I stumble into the BT for the opening night with a pounding headache and a lingering sense of dread that’s been hanging over me all day. The former was caused by too much caffeine, the latter- I blame fossil fuels and Brexit. It’s a relief to be pleased with something the moment I walk into the theatre. I see that ‘Matter of Act’ Productions have stripped back the BT curtains to expose the black brick wall at the back of the studio, allowing the audience to breathe a little easier in the cramped raised seating. I’m always most impressed by student productions that manage to harness potential flaws in their venue and convert them into something of real interest. It’s a sobering backdrop to what is otherwise a thoroughly funny production. The slight nuclear-bunker feel that hangs in the background harmonises rather well with what the project of Love/Sick seems to be: to create comedy out of painfully sombre subjects.

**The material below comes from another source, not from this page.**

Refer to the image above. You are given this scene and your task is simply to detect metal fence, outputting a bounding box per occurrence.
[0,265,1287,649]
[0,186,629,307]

In a series of short scenes, Love/Sick charts messy, failing and broken relationships and yet you laugh through every single one of them.
The production’s marketing describes it as ‘a play about the kind of love you won’t find in fairy-tales…happy endings are far from guaranteed’. But while Love/Sick aims to provide an antidote to the myths of neat happy endings pedalled by fairy-tales, sitcoms and wedding planners alike, it’s not entirely free from cliché. The trope of the couple driven apart as one works late and the other takes care of their children is not exactly a fresh subject, for example. But such moments are offset by brilliantly idiosyncratic, funny scenes, such as one in which a girl opens her front door to find a ‘singing telegram’ from her boyfriend. As the ‘singing telegram man’ explains his job, her over-excitable disposition convinces her that a proposal is imminent, before it slowly dawns on the audience that what’s coming is a breakup message…via singing telegram.
Love/Sick is a fascinating interrogation of the imposition of mental health labels on sufferers’ identity and relationships. The play opens with a scene in which two women bump into each other and, finding they both share the same mental health diagnosis, declare their love for each other on the spot before adhering to the ‘treatment plans’ they are following and parting ways. Similarly, another scene shows a character suffering ‘hysterical blindness’ unable to declare his love for his partner, crying out ‘But I can’t do that, I can’t take big steps!’ Sounding at times like an NHS symptoms page rendered imaginatively, Love/Sick brings to the foreground the unsettling aspects of our modern fixation on mental health ‘labels’. One can’t help but feel that, for many of these characters, the pressure of a diagnosis, of something being ‘wrong’ with them, has overridden their own sense of identity to the point of unsatisfactory inaction. It’s a poignant, refreshingly honest account of both the benefits and problems of broad-brush ‘disorder’ diagnoses. The need to follow a pre-prepared treatment plan in some cases divorces the individual from their own mental health, following a generalised plan rather than something that accepting the unique needs of each individual person.
The level of communication between the actors Sabrina Brewer Olivia Marshall Eddie Chapman and Noah Seltzer is a delight to see, as they swap roles, atmospheres and scenes with elegance and assurance. The play slips between comedy and unnerving sadness with ease and, amazingly, without the juxtaposition of the two being remotely crass. I left still suffering a headache but with a far reduced sense of worldly dread than I went in with. I can’t wait to hear more from this cast and crew!